Wang's model analyzes electroencephalography, or EEG, readings from an individual, to predict future seizures. Early warnings could lead a patient to use medicine to combat an oncoming seizure, he said.
"The challenge with seizure prediction has been that every epileptic is different. Some patients suffer several seizures a day. Others will go several years without experiencing a seizure," Wang said. "But if we use the EEG readings to build a personalized data profile, we're better able to understand what's happening to that person."
Epilepsy is one of the most common neurological disorders, characterized by recurrent seizures. Epilepsy and seizures affect nearly 3 million Americans at an estimated annual cost of $17.6 billion in direct and indirect costs, according to the national Epilepsy Foundation, About 10 percent of the American population will experience a seizure in their lifetime, the agency says.
Wang teamed with Wanpracha Art Chaovalitwongse of the University of Washington and Stephen Wong of the Rutgers Robert Wood Johnson Medical School for the research.
Wang said early indications are that the new computational model could provide 70 percent accuracy or better and give a prediction horizon of about 30 minutes before the actual seizure would occur.
The current model collects data through a cap embedded with EEG wires. Wang's team is working to develop a less obtrusive EEG cap that will record and transmit readings to a box for easy data download or transmission.
Victoria Chen, professor and chairwoman of the Industrial and Manufacturing Systems Engineering Department, said Wang's work in the area of bioinformatics offers hope for the many people who suffer from epilepsy.
"This computational model might be used to predict other life-threatening episodes of diseases," Chen said.
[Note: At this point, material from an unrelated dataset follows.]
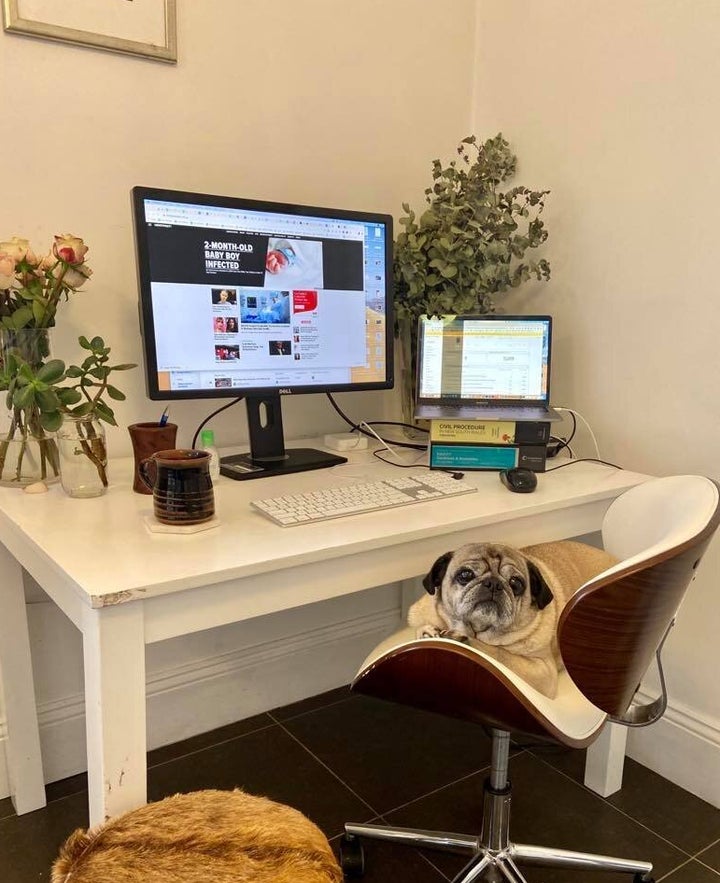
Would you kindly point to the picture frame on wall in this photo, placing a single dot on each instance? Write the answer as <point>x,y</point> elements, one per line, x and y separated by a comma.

Wang said his model builds upon an adaptive learning framework and is capable of achieving more and more accurate prediction performance for each individual patient by collecting more and more personalized medical data.
"As a society, we've gotten really good at looking at the big picture," Wang said. "We can tell you the likelihood of suffering a heart attack if you're over a certain age, of a certain weight and if you smoke. But we have only started to personalize that data for individuals who are all different."